Back to Home Cerebras Targets April IPO While OpenAI Doubles Chip Deal to $20 Billion, Mozilla Launches Thunderbolt Technology

Cerebras Targets April IPO While OpenAI Doubles Chip Deal to $20 Billion, Mozilla Launches Thunderbolt

Published on April 17, 2026 897 views

Cerebras Systems, the AI chip startup that has rapidly become one of the most closely watched companies in Silicon Valley, is preparing for a landmark initial public offering in April 2026. The company aims to raise approximately $2 billion through the IPO, which would value it among the highest-profile technology listings of the year. This move comes at a time when demand for specialized AI computing hardware continues to surge across the industry, with major players scrambling to secure processing capacity for their increasingly ambitious artificial intelligence projects.

In a dramatic expansion of their existing partnership, OpenAI has agreed to pay Cerebras more than $20 billion over the next three years, effectively doubling the initial $10 billion agreement that was already considered one of the largest deals in the AI hardware space. As part of this expanded arrangement, OpenAI will receive an equity stake and warrants in Cerebras valued at up to 10 percent of the company. The deal also includes a separate $1 billion commitment from OpenAI specifically earmarked for data center construction, underscoring the massive infrastructure buildout required to support next-generation AI systems.

Cerebras has committed to delivering 750 megawatts of computing capacity through 2028 under the terms of the expanded agreement. This represents an enormous amount of processing power, equivalent to the energy consumption of a mid-sized city, and reflects the staggering scale at which AI companies are now operating. The partnership positions Cerebras as a critical supplier in the AI infrastructure ecosystem, giving it a stable revenue stream that should make its IPO particularly attractive to institutional investors who have been eager to gain exposure to the AI hardware sector.

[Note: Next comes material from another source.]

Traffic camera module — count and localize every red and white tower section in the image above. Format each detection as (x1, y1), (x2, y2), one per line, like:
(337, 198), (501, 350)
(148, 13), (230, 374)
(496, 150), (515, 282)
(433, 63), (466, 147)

Meanwhile, the broader AI market continues to generate remarkable stories of investor enthusiasm. Manycore, a Hong Kong-listed company that pivoted its business model to focus on AI training data for robotics applications, saw its shares soar by 187 percent on its market debut. The company had raised $156 million in its offering, and the extraordinary first-day performance highlights the intense appetite among investors for any company with credible exposure to artificial intelligence technologies, particularly those serving the rapidly growing robotics and automation sectors.

In a significant development for the open-source AI community, Mozilla has officially launched Thunderbolt, a new open-source AI client designed for self-hosted AI infrastructure. Available now on GitHub, Thunderbolt represents Mozilla's latest effort to ensure that AI technology remains accessible and transparent rather than controlled exclusively by large corporations. The tool allows organizations and individuals to deploy and manage their own AI systems without relying on proprietary cloud services, addressing growing concerns about data privacy and vendor lock-in that have accompanied the rapid commercialization of AI technology.

The convergence of these developments paints a vivid picture of the current AI landscape in April 2026. On one side, massive financial commitments like the OpenAI-Cerebras deal demonstrate that the largest players are betting tens of billions of dollars on continued AI expansion. On the other side, initiatives like Mozilla Thunderbolt reflect a parallel movement to democratize AI infrastructure and keep powerful tools in the hands of a broader community of developers and organizations.

As Cerebras moves toward its IPO, the company finds itself at the intersection of several powerful trends reshaping the technology industry. The combination of unprecedented corporate spending on AI infrastructure, surging public market interest in AI-related stocks, and growing demand for alternatives to centralized AI platforms suggests that the competitive dynamics of the AI hardware and software markets will only intensify in the months ahead. For investors, developers, and policymakers alike, the events of mid-April 2026 signal that the AI revolution is entering a new and consequential phase.